What about the MLE $\hat{\sigma}^2$ of the error variance $\sigma^2$? It's also a function of the RSS.
$$
\hat{\sigma}^2 = \frac{RSS}{n}
$$
And here is the subtle point. For model selection with AIC and BIC ISLR uses the $\hat{\sigma}^2$ from the full model to compare all nested models. Let's call this residual variance $\hat{\sigma}^2_{full}$ for clarity.

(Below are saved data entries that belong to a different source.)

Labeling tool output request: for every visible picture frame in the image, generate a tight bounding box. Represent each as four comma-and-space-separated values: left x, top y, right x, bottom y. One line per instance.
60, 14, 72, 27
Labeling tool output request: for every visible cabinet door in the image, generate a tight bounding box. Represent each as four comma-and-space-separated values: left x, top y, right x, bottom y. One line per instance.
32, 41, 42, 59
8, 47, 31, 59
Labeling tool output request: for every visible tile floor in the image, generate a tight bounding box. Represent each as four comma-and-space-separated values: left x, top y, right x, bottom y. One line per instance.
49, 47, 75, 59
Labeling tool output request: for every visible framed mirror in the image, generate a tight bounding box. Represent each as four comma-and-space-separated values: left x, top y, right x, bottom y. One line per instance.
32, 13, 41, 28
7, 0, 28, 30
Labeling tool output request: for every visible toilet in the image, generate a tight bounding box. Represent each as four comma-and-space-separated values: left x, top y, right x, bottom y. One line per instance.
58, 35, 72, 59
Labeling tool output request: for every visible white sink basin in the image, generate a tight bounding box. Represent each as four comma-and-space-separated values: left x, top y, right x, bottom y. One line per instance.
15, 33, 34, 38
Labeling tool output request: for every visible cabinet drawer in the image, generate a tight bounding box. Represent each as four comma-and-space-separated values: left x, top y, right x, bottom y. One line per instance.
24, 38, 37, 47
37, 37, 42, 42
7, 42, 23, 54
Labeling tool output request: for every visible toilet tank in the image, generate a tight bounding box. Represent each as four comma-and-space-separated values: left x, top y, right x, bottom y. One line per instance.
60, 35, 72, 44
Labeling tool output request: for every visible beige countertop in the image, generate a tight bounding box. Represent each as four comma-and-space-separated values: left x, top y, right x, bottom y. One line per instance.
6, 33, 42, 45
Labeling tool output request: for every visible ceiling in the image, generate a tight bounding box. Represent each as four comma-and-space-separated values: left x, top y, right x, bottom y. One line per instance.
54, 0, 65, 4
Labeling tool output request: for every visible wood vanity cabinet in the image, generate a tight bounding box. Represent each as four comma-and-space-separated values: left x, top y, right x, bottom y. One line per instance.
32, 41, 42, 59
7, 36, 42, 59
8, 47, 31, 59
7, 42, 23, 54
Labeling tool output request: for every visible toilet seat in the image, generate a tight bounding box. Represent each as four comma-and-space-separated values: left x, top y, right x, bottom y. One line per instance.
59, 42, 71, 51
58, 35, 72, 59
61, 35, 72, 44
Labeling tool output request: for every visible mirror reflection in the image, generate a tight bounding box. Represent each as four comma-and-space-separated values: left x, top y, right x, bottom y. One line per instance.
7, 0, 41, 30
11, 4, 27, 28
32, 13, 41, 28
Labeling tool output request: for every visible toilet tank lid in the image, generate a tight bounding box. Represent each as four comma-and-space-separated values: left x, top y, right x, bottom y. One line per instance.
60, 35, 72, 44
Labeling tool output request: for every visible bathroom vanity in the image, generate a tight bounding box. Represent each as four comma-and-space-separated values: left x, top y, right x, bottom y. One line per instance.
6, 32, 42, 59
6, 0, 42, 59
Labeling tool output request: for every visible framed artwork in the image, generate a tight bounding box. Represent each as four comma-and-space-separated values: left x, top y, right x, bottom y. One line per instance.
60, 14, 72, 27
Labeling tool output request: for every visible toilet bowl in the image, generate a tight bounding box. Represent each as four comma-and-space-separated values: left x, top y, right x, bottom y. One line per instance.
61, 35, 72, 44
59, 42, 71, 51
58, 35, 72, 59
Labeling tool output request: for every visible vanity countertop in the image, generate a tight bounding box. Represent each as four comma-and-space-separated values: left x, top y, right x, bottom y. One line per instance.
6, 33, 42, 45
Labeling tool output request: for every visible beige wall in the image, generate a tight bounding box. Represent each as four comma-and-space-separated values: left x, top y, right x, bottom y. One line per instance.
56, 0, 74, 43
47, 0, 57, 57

Finally we write down the Bayesian information criterion (BIC). d is the number of fixed effects.
$$
BIC = -2 \log(\hat{L}) + \log(n)d = n\log(2\pi\hat{\sigma}^2_{full}) + \frac{RSS}{\hat{\sigma}^2_{full}} + \log(n)d \\ = c_0 + c_1\left(RSS + \log(n)d\hat{\sigma}^2_{full}\right)
$$
This is Equation (6.3) in ISLR up to two constants, $c_0$ and $c_1=\hat{\sigma}^{-2}_{full}$, that are the same for all models under consideration. ISLR also divides BIC by the sample size n.
What if we want to estimate $\sigma^2$ separately for each model? Then we plug in the MLE $\hat{\sigma}^2$ = RSS/n and we get the "more popular" formulation. We add 1 to the number of parameters because we estimate the error variance plus the d fixed effects.
$$
BIC = n\log(2\pi\hat{\sigma}^2) + \frac{RSS}{\hat{\sigma}^2} + \log(n)(d+1)\\
= n\log(2\pi RSS/n) + \frac{RSS}{RSS/n} + \log(n)(d+1)\\
= c^*_0 + n\log(RSS) + \log(n)(d+1)
$$
The residual sum of squares RSS is the same in both versions of the BIC. [Since the effect estimates are $\hat{\beta} = (X'X)^{-1}X'Y$ and the predictions $X(X'X)^{-1}X'Y$ don't depend on $\sigma^2$.]
[1] G. James, D. Witten, T. Hastie, and R. Tibshirani. An Introduction to Statistical Learning with Applications in R. Springer, 2nd edition, 2021. Available online.